Storage Failover Steps
Introduction
The storage layer failover process is a critical part of disaster recovery (DR). A complete DR plan should also address application shutdown and restart procedures to ensure seamless failover. The storage layer provides the foundation for all higher-level failover processes, and Eyeglass streamlines this step while enabling error detection during failover.
For complex or application-layer failover scenarios, Superna Professional Services offers support through Proof of Concept (POC) engagements, recommendations, and assessments. Examples include:
- VMware SRM with externally mounted storage for virtual machines.
- Oracle RAC Data Guard with file system dependencies for applications.
After identifying the Failover Mode suitable for your environment, the next section describes the high-level steps for each mode.
Failover Modes and High-Level Steps
Ordered Steps for Non-DFS and DFS Mode
This step-by-step process details failover actions for SyncIQ Policy or Microsoft DFS Mode. Each item specifies its purpose, describes the action performed, and explains how the action is initiated based on the selected failover mode.
-
Ensure There Is No Live Access to Data (Source)
Verify that no active operations are accessing the data to prevent inconsistencies during failover.
Perform a manual check for open files. If open files are found, determine whether to wait for their closure or proceed with the failover.- How Action Is Initiated:
- SyncIQ Mode: Manual
- DFS Mode: Manual
noteThe DR Assistant Data Integrity failover option (version 2.0 or later) blocks IO to SMB shares before failover starts.
tipDisable SMB and NFS protocols on the source cluster. This is a cluster-wide operation designed to eliminate data loss.
-
Enable Data Integrity Failover (SMB Only)
Applies the "Deny Everyone" setting to SMB shares before the failover process begins.- How Action Is Initiated:
- SyncIQ Mode: Automated by Eyeglass
- DFS Mode: Automated by Eyeglass
-
Cache Schedule for SyncIQ Policies Being Failed Over
Retrieves the schedule for SyncIQ policies being failed over on OneFS and sets policies to manual to ensure they do not run again during failover.- How Action Is Initiated:
- SyncIQ Mode: Automated by Eyeglass
- DFS Mode: Automated by Eyeglass
- How Action Is Initiated:
-
Begin Failover With DR Assistant (Eyeglass)
Initiates the failover process from Eyeglass.- How Action Is Initiated:
- SyncIQ Mode: Manual or Eyeglass REST API
- DFS Mode: Manual or Eyeglass REST API
- How Action Is Initiated:
-
Validation of Failover Job (Eyeglass)
Verifies all warnings before submitting the failover job to ensure successful execution.- How Action Is Initiated:
-
SyncIQ Mode: Automated by Eyeglass
-
DFS Mode: Automated by Eyeglass
-
-
Validation - Block on Warning Enabled
Prevents the failover process from continuing if warnings, such as quota scan requirements, are detected.- How Action Is Initiated:
- SyncIQ Mode: Automated by Eyeglass
- DFS Mode: Automated by Eyeglass
- How Action Is Initiated:
-
Set Eyeglass Config Jobs to User-Disabled
Sets Eyeglass configuration jobs to a user-disabled state to prevent failed steps from running.

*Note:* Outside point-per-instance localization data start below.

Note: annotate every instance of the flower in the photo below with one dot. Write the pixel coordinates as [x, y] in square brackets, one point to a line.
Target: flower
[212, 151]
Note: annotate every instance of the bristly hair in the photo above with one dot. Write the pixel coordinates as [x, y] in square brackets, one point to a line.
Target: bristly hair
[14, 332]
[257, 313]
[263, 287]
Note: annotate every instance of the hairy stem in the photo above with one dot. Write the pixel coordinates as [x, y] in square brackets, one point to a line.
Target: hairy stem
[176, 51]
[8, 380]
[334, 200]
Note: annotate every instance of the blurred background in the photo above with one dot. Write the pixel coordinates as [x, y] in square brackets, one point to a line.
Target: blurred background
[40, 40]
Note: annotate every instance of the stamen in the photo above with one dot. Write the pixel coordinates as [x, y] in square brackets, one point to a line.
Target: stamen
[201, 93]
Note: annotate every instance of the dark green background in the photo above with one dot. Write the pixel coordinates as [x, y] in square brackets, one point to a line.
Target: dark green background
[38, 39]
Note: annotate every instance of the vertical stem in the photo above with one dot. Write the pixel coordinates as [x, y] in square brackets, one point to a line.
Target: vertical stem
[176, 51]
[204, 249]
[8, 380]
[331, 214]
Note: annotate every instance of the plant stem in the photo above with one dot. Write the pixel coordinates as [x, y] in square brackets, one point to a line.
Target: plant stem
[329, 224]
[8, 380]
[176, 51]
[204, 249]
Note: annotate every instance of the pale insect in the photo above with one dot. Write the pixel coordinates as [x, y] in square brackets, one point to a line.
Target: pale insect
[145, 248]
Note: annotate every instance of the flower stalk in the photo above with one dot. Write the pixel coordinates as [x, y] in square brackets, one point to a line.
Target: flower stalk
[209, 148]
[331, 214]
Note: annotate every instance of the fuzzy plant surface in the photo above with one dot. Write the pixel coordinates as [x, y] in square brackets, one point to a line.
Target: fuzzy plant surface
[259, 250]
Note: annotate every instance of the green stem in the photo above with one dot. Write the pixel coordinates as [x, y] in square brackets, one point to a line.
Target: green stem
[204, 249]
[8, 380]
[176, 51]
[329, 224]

Jobs can only run if the user re-enables them post-failover.-
How Action Is Initiated:
- SyncIQ Mode: Automated by Eyeglass
- DFS Mode: Automated by Eyeglass
-
- How Action Is Initiated:
-
Synchronize Data (Run SyncIQ Policies)
Runs all OneFS SyncIQ policy jobs related to the Access Zone being failed over.- How Action Is Initiated:
- SyncIQ Mode: Automated by Eyeglass
- DFS Mode: Automated by Eyeglass
- How Action Is Initiated:
-
Synchronize Configuration
Executes Eyeglass configuration replication, including shares, export aliases, snapshot schedules, and dedupe paths.- How Action Is Initiated:
- SyncIQ Mode: Automated by Eyeglass (configuration exists on source and target)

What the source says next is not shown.